The news came one month after rival agency Moody’s stripped Britain of a triple-A debt rating, saying government debt was still mounting and that growth was too weak to reverse the trend before 2016.
“Fitch Ratings has placed the United Kingdom’s ‘AAA’ Long-term Issuer Default Ratings on rating watch negative, indicating a heightened probability of a downgrade in the near term,” the agency said in a statement on Friday.
This “reflects the latest economic and fiscal forecasts published by the Office for Budget Responsibility that indicate that UK government debt will peak later and at a higher level than previously expected,” the agency added.
Fitch said it plans to complete its review of Britain by the end of next month.
British Prime Minister David Cameron’s government said that the announcement reflected the economic challenges it faced, but insisted it would not be deterred from its austerity program designed to drive down a record budget deficit.
“This underlines that there are no easy answers to problems built up over many years.

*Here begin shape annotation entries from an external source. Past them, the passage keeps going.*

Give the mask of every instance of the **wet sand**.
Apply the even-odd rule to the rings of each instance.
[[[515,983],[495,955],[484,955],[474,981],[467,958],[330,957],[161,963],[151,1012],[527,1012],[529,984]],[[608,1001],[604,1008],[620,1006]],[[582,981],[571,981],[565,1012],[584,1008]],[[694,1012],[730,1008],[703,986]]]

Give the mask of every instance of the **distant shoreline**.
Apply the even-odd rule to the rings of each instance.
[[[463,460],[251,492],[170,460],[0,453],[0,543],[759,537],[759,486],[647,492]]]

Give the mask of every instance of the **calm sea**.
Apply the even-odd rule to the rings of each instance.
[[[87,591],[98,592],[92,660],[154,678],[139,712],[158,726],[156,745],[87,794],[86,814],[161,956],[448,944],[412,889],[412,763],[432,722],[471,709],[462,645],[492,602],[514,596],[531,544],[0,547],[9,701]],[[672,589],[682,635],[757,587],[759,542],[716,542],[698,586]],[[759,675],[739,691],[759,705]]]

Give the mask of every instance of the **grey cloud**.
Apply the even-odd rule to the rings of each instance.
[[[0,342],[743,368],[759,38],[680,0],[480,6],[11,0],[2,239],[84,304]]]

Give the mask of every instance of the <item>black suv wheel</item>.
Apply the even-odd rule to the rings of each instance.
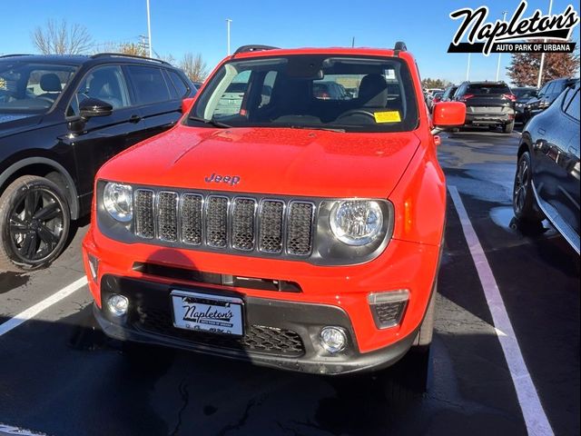
[[[512,134],[513,129],[515,128],[515,120],[511,121],[510,123],[507,123],[506,124],[504,124],[502,126],[502,133],[503,134]]]
[[[532,168],[530,154],[525,152],[518,158],[515,184],[512,194],[512,205],[517,219],[528,223],[540,223],[545,216],[537,204],[533,193]]]
[[[59,187],[25,175],[0,197],[0,269],[32,270],[48,265],[64,248],[71,213]]]

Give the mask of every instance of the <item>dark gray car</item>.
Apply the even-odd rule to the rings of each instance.
[[[579,253],[579,80],[525,126],[518,147],[516,217],[547,217]]]
[[[466,125],[499,125],[505,134],[515,126],[517,97],[504,82],[464,82],[454,100],[466,104]]]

But we are, slowly but surely, fixing our country’s economic problems,” a UK Treasury spokesperson said. “The deficit is down by a third, and one and a quarter million new private sector jobs have been created.”
However, the opposition Labour Party warned that Fitch had dealt yet another blow to British Finance Minister George Osborne, who used his annual budget on Wednesday to warn he would not change his course.
“George Osborne’s plan has catastrophically failed on growth, living standards and the deficit,” Labour’s Treasury spokesman Chris Leslie said.
“Instead of a change of direction and action to kick-start the flatlining economy, all we got this week was more of the same failing policies,” he said.
Gross government debt is now forecast to peak in 2016-2017 at 100.8 percent of GDP before starting to decline.
“Fitch has previously stated that gross general government debt failing to stabilize below 100 percent of GDP and on a firm downward path toward 90 percent over the medium term would likely result in a downgrade of the UK’s sovereign ratings,” the agency said.
Howard Archer, chief UK and European economist at the economic and financial analysis firm IHS Global Insight, said that the decision was “entirely predictable.”